I will be at IROS25 with two papers

Visual-language models (VLMs) have recently been introduced in robotic mapping using the latent representations, i.e., embeddings, of the VLMs to represent semantics in the map. They allow moving from a limited set of human-created labels toward open-vocabulary scene understanding, which is very useful for robots when operating in complex real-world environments and interacting with humans. While there is anecdotal evidence that maps built this way support downstream tasks, such as navigation, rigorous analysis of the quality of the maps using these embeddings is missing. In this paper, we propose a way to analyze the quality of maps created using VLMs. We investigate two critical properties of map quality: queryability and distinctness. The evaluation of queryability addresses the ability to retrieve information from the embeddings.

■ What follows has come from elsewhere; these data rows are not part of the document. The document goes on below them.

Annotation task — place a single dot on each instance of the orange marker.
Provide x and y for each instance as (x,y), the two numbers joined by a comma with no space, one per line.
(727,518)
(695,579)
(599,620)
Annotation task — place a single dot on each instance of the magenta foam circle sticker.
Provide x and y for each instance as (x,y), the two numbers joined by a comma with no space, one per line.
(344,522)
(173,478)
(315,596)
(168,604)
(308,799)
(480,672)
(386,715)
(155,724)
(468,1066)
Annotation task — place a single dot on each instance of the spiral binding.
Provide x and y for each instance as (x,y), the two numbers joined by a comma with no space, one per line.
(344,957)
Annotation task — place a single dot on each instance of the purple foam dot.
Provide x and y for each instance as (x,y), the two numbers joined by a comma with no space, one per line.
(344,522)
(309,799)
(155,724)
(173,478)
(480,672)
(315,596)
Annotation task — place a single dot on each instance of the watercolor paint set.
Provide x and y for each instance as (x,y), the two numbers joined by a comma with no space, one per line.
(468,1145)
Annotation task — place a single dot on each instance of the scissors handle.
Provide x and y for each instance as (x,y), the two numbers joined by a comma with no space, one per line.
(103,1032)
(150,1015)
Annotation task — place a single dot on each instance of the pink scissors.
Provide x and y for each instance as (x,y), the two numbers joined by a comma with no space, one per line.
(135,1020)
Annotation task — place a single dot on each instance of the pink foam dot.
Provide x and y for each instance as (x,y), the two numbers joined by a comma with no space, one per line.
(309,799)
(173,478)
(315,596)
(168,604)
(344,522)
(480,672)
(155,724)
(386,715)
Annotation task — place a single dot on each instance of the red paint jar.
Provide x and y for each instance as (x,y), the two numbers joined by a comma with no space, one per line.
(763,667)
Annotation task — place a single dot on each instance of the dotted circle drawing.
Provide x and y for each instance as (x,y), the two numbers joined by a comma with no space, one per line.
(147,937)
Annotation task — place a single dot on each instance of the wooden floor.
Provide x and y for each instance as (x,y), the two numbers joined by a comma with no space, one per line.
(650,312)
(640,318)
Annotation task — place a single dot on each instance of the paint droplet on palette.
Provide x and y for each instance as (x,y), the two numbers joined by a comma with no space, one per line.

We investigate intra-map distinctness to study the ability of the embeddings to represent abstract semantic classes and inter-map distinctness to evaluate the generalization properties of the representation. We propose metrics to evaluate these properties and evaluate two state-of-the-art mapping methods, VLMaps and OpenScene, using two encoders, LSeg and OpenSeg, using real-world data from the Matterport3D data set. Our findings show that while 3D features improve queryability, they are not scale invariant, whereas image-based embeddings generalize to multiple map resolutions. This allows the image-based methods to maintain smaller map sizes, which can be crucial for using these methods in real-world deployments. Furthermore, we show that the choice of the encoder has an effect on the results. The results imply that properly thresholding open-vocabulary queries is an open problem.

Modern-day autonomous robots need high-level map representations to perform sophisticated tasks. Recently, 3D scene graphs (3DSGs) have emerged as a promising alternative to traditional grid maps, blending efficient memory use and rich feature representation. However, most efforts to apply them have been limited to static worlds. This work introduces REACT, a framework that efficiently performs real-time attribute clustering and transfer to relocalize object nodes in a 3DSG. REACT employs a novel method for comparing object instances using an embedding model trained on triplet loss, facilitating instance clustering and matching. Experimental results demonstrate that REACT is able to relocalize objects while maintaining computational efficiency. The REACT framework’s source code will be available as an open-source project, promoting further advancements in reusable and updatable 3DSGs.